Oh, and make sure you eat breakfast everyday. It kick starts your metabolism, otherwise your body thinks that it needs to hold on to every calorie you get throughout the day.

My routine is pilates, 10 minutes of abs, 10 of legs/butt, 10 of arms/shoulders, 10 of high intensity cardio, and then 10 minutes of stretching. I also power walk everywhere, I live on a huge campus so I walk an average of 5 kms every day.

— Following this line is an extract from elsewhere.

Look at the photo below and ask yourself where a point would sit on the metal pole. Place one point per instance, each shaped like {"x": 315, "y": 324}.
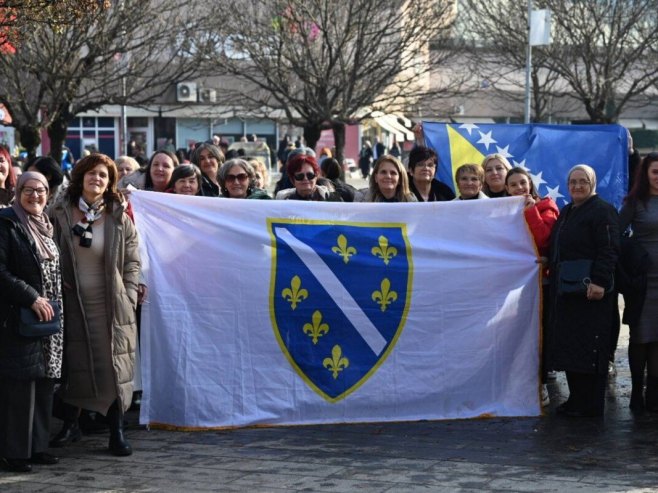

Finally. Do some strength training. You need to be building muscle, because increasing your muscle means that you will start burning more calories even when resting. Do strength training before you do your cardio.

Good luck.


----------



## sweatpea559 (Mar 17, 2009)

Yeah the one thing I do buy at the store is milk and cereal. I always have to eat breakfast, partially because I know it's healthy and partially because when I wake up I'm so hungry it's actually painful! I think it's because I work out really late at night and don't eat afterward sometimes. =/

I have tried out the salad bar. There are a few things I like but most of it either isn't washed right or not the variety I like. Ughh I'm so picky. Another issue is that fruits and veggies cost so many points... pizza is always so darn cheap, and I'm running out of points =(

I think they want us to be fat! haha


----------



## kdemers1221 (Mar 17, 2009)

I actually lost about 10 lbs my first quarter at college. I would try to eat as healthy as possible. Drink a lot of water, you will pee a lot but the more water you drink the less calories you'll actually eat because almost 3/4 of the time you think you're hungry you're actually thirsty. the thing that started to sabotage my weight was drinking at parties. beer and alcohol in general is the devil for your waist line. I'm not sure if you're a drinker but i've seen people gain tonssss of weight because of binge drinking. 
if you're still not losing weight keep a food journal writing down everything you're eating. by writing it down you might realize that you're eating way more than you need to. google a calorie counter to find out the caloric value of the food you're cafeteria serves.


----------



## gabi03 (Mar 24, 2009)

I got a work study job inside of the gym, I was in charge of cleaning up the gym area and putting weights away. Since i had to know how the equiptment worked, I got to work out while earning a paycheck. And if I couldn't workout if it was busy, I stayed afterwards to workout since i was already there. I also put myself on weight watchers but I never deprived myself of good fatty food. Its all about finding a balance that works for you.


----------



## L1LMAMAJ (Mar 27, 2009)

I gained like a freshman 10. I had to get new pants; it was horrible. The next year, I started to eat out less and it really does save you not only money but calories. Try that out. Cooking is quite enjoyable when you have a couple of good recipes and some patience. 
	

	
	
		
		

		
		
	


	




 Good luck!


----------



## sweatpea559 (Mar 31, 2009)

I don't do the stairs because I work out at night and there are no lights... lol... and there are a lot of broken stairs so I'm afraid I will fall (which would probably kill me). I wish I could cook but I don't have a kitchen. We can't even have toasters here. 
	

	
	
		
		

		
		
	


	



I've been buying lean cuisine meals and I lost 6 pounds, and I've been getting salads in the cafeteria but they just don't fill me up. I can't stay full for more than an hour. So I have mass amounts of 90 and 100 calorie packs in my closet for snacks. And sometimes I just have a slice of bread with peanut butter on it between meals.... I just hate being hungry!
My favorite foods are brown rice, fish, shrimp, grilled chicken, artichokes, etc... if I could just cook I wouldn't have this problem. grr...


----------